TARİHTE BİREYİN ROLÜ

Lemkin BM’de Sözleşme’nin bayrağını taşıdı ve Sözleşme’nin pozitif bir yasa olarak uluslararası hukukta yer almasında belirleyici bir rolü oldu. Ancak daha geniş bir perspektiften bakıldığında savaş arası yıllarda bu alanda çalışan, barış ve insan hakları üzerine kafa yoran tek hukukçu Lemkin değildi.

1920'ler ve 1930'larda, uluslararası bir ceza mahkemesi kurmaya çalışan, devlet terörünü ve ulusal azınlıklara yönelik baskıyı yasalarla engellemeye çalışan insan hakları savunucusu hukukçuların oluşturduğu bir çevrenin genç bir üyesiydi Lemkin. René Samuel Cassin, John Peters Humphrey, Hersch Lauterpacht, Jacob Robinson, Vespasian Pella, Henri Donnedieu de Vabres gibi dönemin ünlü uluslararası hukukçuları Cemiyeti Akvam ve farklı platformlarda insancıl hukuku oluşturmaya odaklanmışlardı. Keza, BM’de Sözleşme’nin taslağını çoğu konularda görüşlerini paylaştığı Pella ve Vabres ile birlikte hazırlayacaktır.

BM’de, bazen açık bazen gizli, güçlü bir muhalefetin sözleşmenin yasallaşmasını engellemeye çalışmasının yanı sıra, BM’nin insan hakları konusunda genelinde olumu olan siyasi atmosferinin kısa sürede değişebileceğini hesaplayan Lemkin, Sözleşme’nin Genel Kurulda bir an önce oylanması için tüm kişisel, maddi ve mesleki menfaatlerini, hatta sağlığını, bir kenara atarak, bazen tek başına mücadele edecektir. Sözleşme 1948’de BM Genel Kurul toplantısında oy birliği ile kabul edildiğinde Sözleşme’nin ‘Lemkin Yasası’ olarak adlandırılmasının önerilmesi boşuna değildi.

Lemkin’in bu süreçteki rolünü düşünürken, Rus Marksizm’inin babası Georgi Plehanov’un ‘Tarihte Bireyin Rolü Üzerine’ adlı makalesinde yazdıkları akla geliyor. Plehanov, “Tarihi insanların yaptığını, dolayısıyla bireylerin etkinliklerinin tarihte önemli bir yerinin” olduğunu, kişilik özellikleri sayesinde bireyin toplumun kaderini etkileyebildiğini söyler: O “Bir büyük adam, bir öncüdür.

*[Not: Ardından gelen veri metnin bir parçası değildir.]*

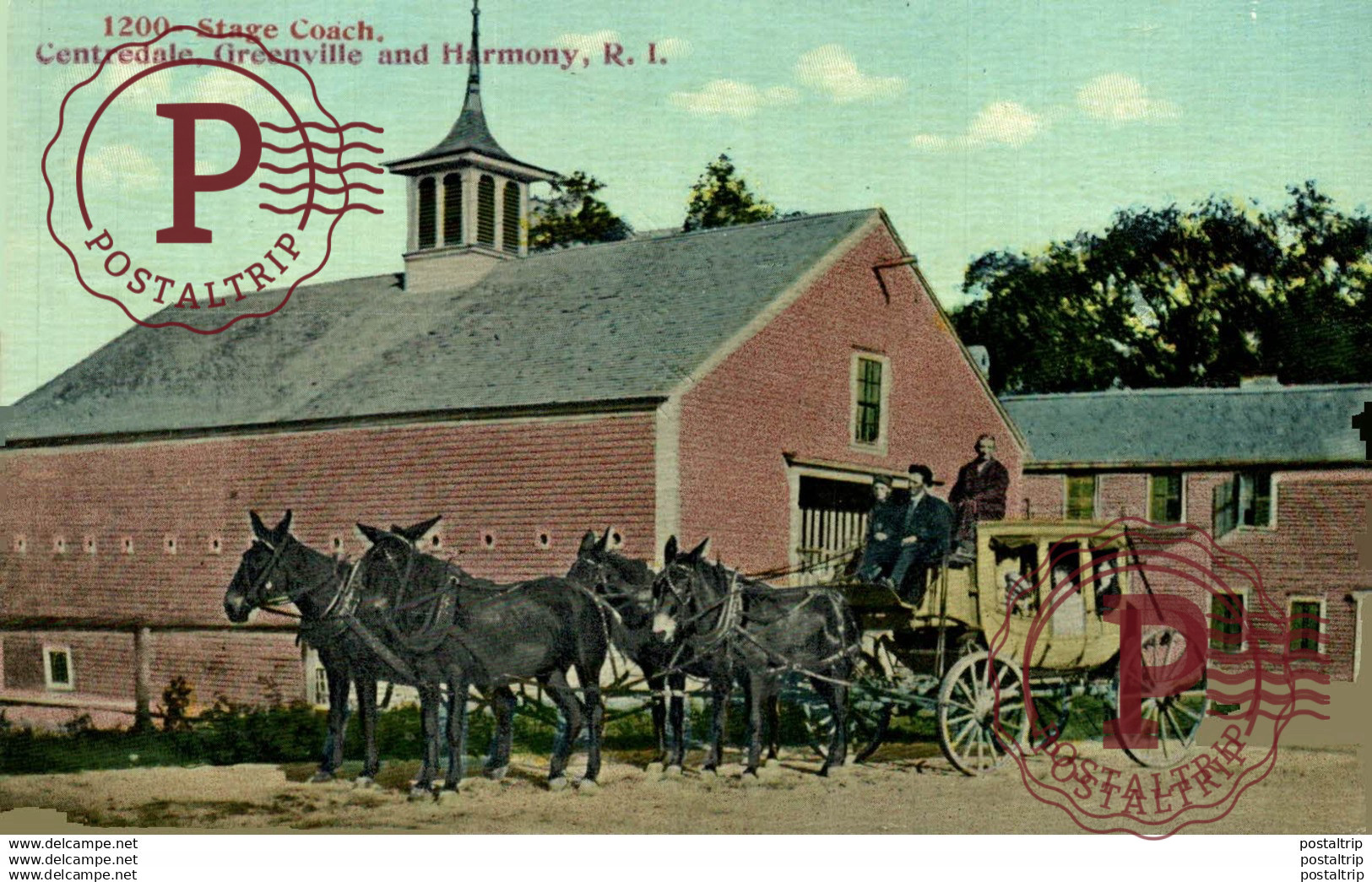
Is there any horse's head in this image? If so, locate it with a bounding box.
[653,536,709,642]
[567,528,653,603]
[357,514,443,597]
[224,511,295,624]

Çünkü herkesten daha çok ilerisini görür ve istediklerini herkesten daha güçlü ister… Toplumsal ilişkilerin gelişiminin yarattığı yeni toplumsal gereksinimleri gösterir; bu gereksinimleri karşılamak üzere inisiyatifi ele alır… Bir kahramandır.” Ama bireyin etkisi toplumsal koşullardan ve güç dengelerinden bağımsız değildir: Plehanov, olaylarda “kişisel özelliklerin etkisi yadsınamaz ama bu etkinin var olan toplumsal koşullarda meydana gelebileceği gerçeği de o denli yadsınamaz” diye ekleyerek, tarihsel materyalizmin temel yaklaşımını vurgular.

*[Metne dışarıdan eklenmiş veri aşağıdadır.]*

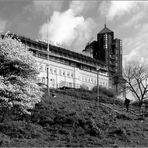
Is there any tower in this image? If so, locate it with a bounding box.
[93,24,122,88]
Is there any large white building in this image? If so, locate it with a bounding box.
[2,25,123,90]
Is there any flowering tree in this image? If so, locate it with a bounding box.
[0,36,43,114]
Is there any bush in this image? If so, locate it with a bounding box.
[0,121,43,139]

Holokost ile fiilen yaşanmakta olan insanlık suçunun adını koyarak, daha sonra insan hakları konusunda içinde yer aldığı çevrenin entelektüel ve hukuksal birikimiyle ve de BM’de ancak birkaç yıl sürecek olan ılımlı siyasi koşulları iyi değerlendirerek, soykırımı bir suç fiili olarak tanımlayan bir yasanın uluslararası hukukta yer almasını sağlamış olan Lemkin, Plehanov’un deyişiyle, “bir büyük adam, bir öncüdür.” Bu işi zamanında başarmış olması Lemkin’in uluslararası hukuka ve soykırım çalışmalarına mirasıdır.

LEMKİN’İN MİRASI

Soykırım Sözleşmesi’nin uluslararası hukukta olduğu kadar, insanlığın vicdanına ve ahlakına seslenişinin günümüzde karşılık buluyor olmasını büyük ölçüde Lemkin'’in 1940’lı yıllarda önüne koyduğu hedefe ulaşmak için şaşmadan ve fedakârca çalışmasına borçluyuz.

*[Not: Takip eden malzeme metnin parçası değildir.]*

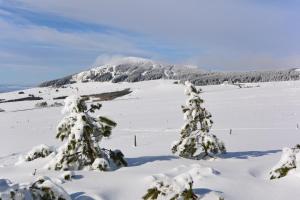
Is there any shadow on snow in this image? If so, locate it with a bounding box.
[220,150,281,159]
[71,192,93,200]
[126,155,178,167]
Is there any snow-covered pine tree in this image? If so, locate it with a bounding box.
[172,81,226,159]
[48,96,127,171]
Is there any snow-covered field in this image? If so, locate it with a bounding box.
[0,80,300,200]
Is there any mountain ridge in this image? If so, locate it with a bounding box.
[39,57,300,87]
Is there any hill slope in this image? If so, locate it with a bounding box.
[40,57,300,87]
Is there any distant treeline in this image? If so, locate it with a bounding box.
[176,69,300,85]
[40,63,300,87]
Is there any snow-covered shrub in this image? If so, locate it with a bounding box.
[48,96,127,171]
[143,173,200,200]
[50,102,64,107]
[35,101,48,108]
[61,171,75,181]
[29,177,71,200]
[172,82,226,159]
[25,144,53,161]
[270,144,300,179]
[0,177,71,200]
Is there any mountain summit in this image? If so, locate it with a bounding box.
[40,57,300,87]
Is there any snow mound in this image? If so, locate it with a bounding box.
[0,177,71,200]
[143,164,220,200]
[270,145,300,179]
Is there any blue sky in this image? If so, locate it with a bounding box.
[0,0,300,84]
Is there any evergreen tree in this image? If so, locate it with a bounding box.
[48,96,127,171]
[172,81,226,159]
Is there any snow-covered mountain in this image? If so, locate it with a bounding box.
[40,57,300,87]
[41,57,204,86]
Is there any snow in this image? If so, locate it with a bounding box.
[0,80,300,200]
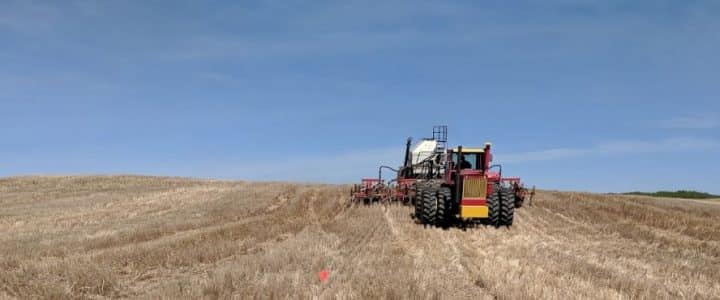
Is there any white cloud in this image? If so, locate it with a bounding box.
[495,138,720,163]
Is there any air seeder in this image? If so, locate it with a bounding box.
[352,126,535,227]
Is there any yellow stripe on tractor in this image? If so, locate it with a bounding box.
[460,205,488,219]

20 bin sayfalık soykırım üzerine çalışmalarının yer aldığı, fakat yaşamında yayımlayamadığı arşivi ise yeni yeni su yüzüne çıkmaktadır. Örneğin, Steven Leonard Jacobs’un 2012’de yayımladığı Lemkin on Genocide kitabında, Lemkin’in arşivinden ‘Soykırım Çalışmalarına Giriş’ ve ‘Antik Dönemden Günümüze Soykırım Tarihi’ metinlerine yer verilmiştir. Soykırım üzerine akademik ağırlıklı dergilerde Lemkin’in tespitleri, tahlilleri ve tezleri mercek altına alınmakta, doktora tezlerinde incelenmektedir. Lemkin’in ifadesiyle, “insanlık tarihini karanlık bir gölge gibi takip eden” soykırım olaylarının bugün bilimsel olarak incelenmesine odaklanmış bir bilim dalı var.

Ancak akademik alandaki soykırım çalışmalarının ve araştırmalarının Türkiye’de halen yerine oturduğu söylenemez. Bunun bir nedeni, (daha önceleri Kürt sorununun inkârında olduğu gibi), Benny Morris ve Dror Ze’evi’nin kitabının The Thirty- Year Genocide (Otuz Yıllık Soykırım) başlığının lakonik biçimde tasvir ettiği, kadim Anadolu Hristiyan halklarının soykırımı ile yüzleşmemenin yarattığı ideolojik handikaptır.

Bu koşullarda, tarihteki olgulara ulaşmak, alternatif yorumları ve görüşleri değerlendirmek gibi bir araştırmacının en temel güdülerinin önünün kesilmesi ya da törpülenmesi söz konusudur. Bugün soykırımlar konusunda bildiklerimizi ‘kahraman’ bir avuç insanın çalışmalarına ya da çevirilere borçluyuz. Bu elbette böyle devam etmeyecektir; bir gün toplum, tüm diğer bilimsel alanlarda olduğu gibi, önüne koyduğu uygarlık standartlarını gözetme amacıyla soykırım çalışmaları konusuna da yönelecektir. Lemkin’in otobiyografisinin Türkçeleştirilerek daha geniş bir okuyucu kesimine sunulmasının bu yönde bir nebze de olsa katkısı olacağını umuyorum. Belge Yayınevi’ne kitabı bastıkları için müteşekkirim, kurulduğundan beri insan haklarının savunusu konusunda yayın dünyasında çok önemli bir rol oynadıkları için de…

*Tamamen Gayriresmî: Raphael Lemkin ve Soykırım Sözleşmesi’nin Otobiyografik Anlatısı, Derleyen Donna-Lee-Frieze, 2023 Belge Yayınevi.